Types of quick-relief medications include:
- Short-acting beta agonists. These inhaled, quick-relief bronchodilators act within minutes to rapidly ease symptoms during an asthma attack. They include albuterol (ProAir HFA, Ventolin HFA, others) and levalbuterol (Xopenex, Xopenex HFA).
- Short-acting beta agonists can be taken using a portable, hand-held inhaler or a nebulizer, a machine that converts asthma medications to a fine mist. They’re inhaled through a face mask or mouthpiece.
- Anticholinergic agents. Like other bronchodilators, ipratropium (Atrovent HFA) and tiotropium (Spiriva, Spiriva Respimat) act quickly to immediately relax your airways, making it easier to breathe. They’re mostly used for emphysema and chronic bronchitis, but can be used to treat asthma.
- Oral and intravenous corticosteroids. These medications — which include prednisone (Prednisone Intensol, Rayos) and methylprednisolone (Medrol, Depo-Medrol, Solu-Medrol) — relieve airway inflammation caused by severe asthma. They can cause serious side effects when used long term, so these drugs are used only on a short-term basis to treat severe asthma symptoms.
Complications Of Asthma
Asthma complications include:
- Signs and symptoms that interfere with sleep, work and other activities
- Sick days from work or school during asthma flare-ups
- A permanent narrowing of the tubes that carry air to and from your lungs (bronchial tubes), which affects how well you can breathe
- Emergency room visits and hospitalizations for severe asthma attacks
- Side effects from long-term use of some medications used to stabilize severe asthma
- Proper treatment makes a big difference in preventing both short-term and long-term complications caused by asthma.
While there’s no way to prevent asthma, you and your doctor can design a step-by-step plan for living with your condition and preventing asthma attacks.
- Follow your asthma action plan. With your doctor and health care team, write a detailed plan for taking medications and managing an asthma attack. Then be sure to follow your plan.
- Asthma is an ongoing condition that needs regular monitoring and treatment. Taking control of your treatment can make you feel more in control of your life.
- Get vaccinated for influenza and pneumonia. Staying current with vaccinations can prevent flu and pneumonia from triggering asthma flare-ups.
- Identify and avoid asthma triggers. A number of outdoor allergens and irritants — ranging from pollen and mold to cold air and air pollution — can trigger asthma attacks. Find out what causes or worsens your asthma, and take steps to avoid those triggers.

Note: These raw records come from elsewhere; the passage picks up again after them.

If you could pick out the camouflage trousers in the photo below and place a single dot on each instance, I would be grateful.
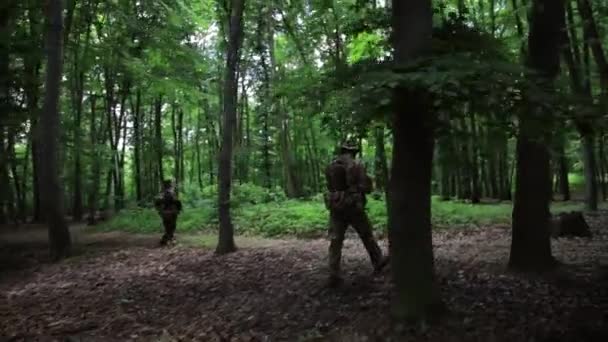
(170, 224)
(339, 223)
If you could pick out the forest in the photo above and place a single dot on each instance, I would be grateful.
(481, 123)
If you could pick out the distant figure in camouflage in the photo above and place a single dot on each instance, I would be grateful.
(169, 207)
(347, 185)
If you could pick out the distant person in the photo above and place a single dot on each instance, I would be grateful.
(347, 185)
(168, 206)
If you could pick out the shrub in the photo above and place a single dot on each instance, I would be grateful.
(309, 218)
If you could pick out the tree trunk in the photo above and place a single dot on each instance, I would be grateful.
(409, 207)
(226, 232)
(159, 137)
(474, 164)
(77, 207)
(589, 162)
(93, 190)
(602, 165)
(380, 166)
(564, 184)
(530, 243)
(52, 192)
(137, 147)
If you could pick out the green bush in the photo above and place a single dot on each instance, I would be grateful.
(310, 218)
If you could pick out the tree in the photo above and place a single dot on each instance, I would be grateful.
(531, 246)
(226, 233)
(51, 187)
(409, 219)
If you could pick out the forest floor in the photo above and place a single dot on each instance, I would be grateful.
(123, 287)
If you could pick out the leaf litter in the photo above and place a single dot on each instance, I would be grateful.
(277, 293)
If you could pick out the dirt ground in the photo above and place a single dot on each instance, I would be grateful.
(123, 287)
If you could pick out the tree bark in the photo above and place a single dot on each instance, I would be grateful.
(159, 137)
(530, 244)
(137, 147)
(226, 231)
(52, 192)
(380, 165)
(409, 207)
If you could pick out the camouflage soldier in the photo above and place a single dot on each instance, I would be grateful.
(168, 206)
(347, 185)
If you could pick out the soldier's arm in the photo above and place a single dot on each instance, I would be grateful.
(365, 181)
(328, 179)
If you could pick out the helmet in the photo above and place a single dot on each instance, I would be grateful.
(349, 146)
(167, 184)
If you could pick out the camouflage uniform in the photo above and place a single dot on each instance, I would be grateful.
(169, 207)
(347, 185)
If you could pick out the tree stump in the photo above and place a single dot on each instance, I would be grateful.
(571, 224)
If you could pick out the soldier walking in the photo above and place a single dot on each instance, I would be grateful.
(168, 206)
(347, 185)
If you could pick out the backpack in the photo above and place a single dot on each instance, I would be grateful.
(340, 195)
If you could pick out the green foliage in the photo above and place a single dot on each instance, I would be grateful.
(305, 219)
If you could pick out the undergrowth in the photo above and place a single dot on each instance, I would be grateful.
(310, 218)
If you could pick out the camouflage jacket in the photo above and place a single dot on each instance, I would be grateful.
(347, 184)
(166, 203)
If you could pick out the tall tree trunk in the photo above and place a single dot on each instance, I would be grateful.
(474, 164)
(5, 104)
(226, 231)
(409, 220)
(159, 137)
(602, 165)
(77, 207)
(564, 183)
(590, 166)
(583, 125)
(530, 244)
(380, 166)
(137, 147)
(52, 191)
(93, 188)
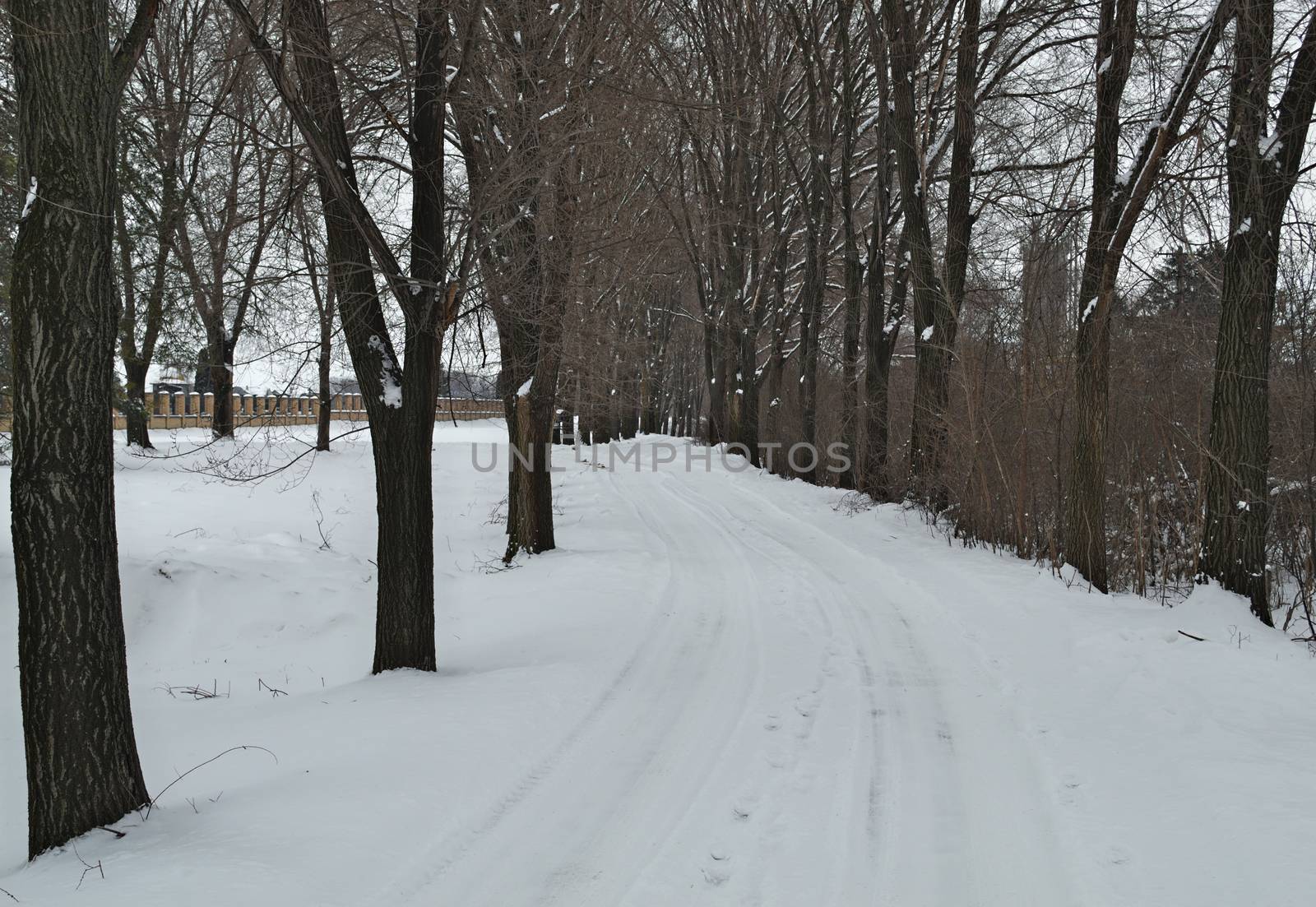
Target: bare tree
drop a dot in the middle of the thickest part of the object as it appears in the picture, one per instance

- Monitor your breathing. You may learn to recognize warning signs of an impending attack, such as slight coughing, wheezing or shortness of breath. But because your lung function may decrease before you notice any signs or symptoms, regularly measure and record your peak airflow with a home peak flow meter. A peak flow meter measures how hard you can breathe out. Your doctor can show you how to monitor your peak flow at home.Identify and treat attacks early. If you act quickly, you’re less likely to have a severe attack. You also won’t need as much medication to control your symptoms. When your peak flow measurements decrease and alert you to an oncoming attack, take your medication as instructed. Also, immediately stop any activity that may have triggered the attack. If your symptoms don’t improve, get medical help as directed in your action plan.
- Take your medication as prescribed. Don’t change your medications without first talking to your doctor, even if your asthma seems to be improving. It’s a good idea to bring your medications with you to each doctor visit. Your doctor can make sure you’re using your medications correctly and taking the right dose.
- Pay attention to increasing quick-relief inhaler use. If you find yourself relying on your quick-relief inhaler, such as albuterol, your asthma isn’t under control. See your doctor about adjusting your treatment.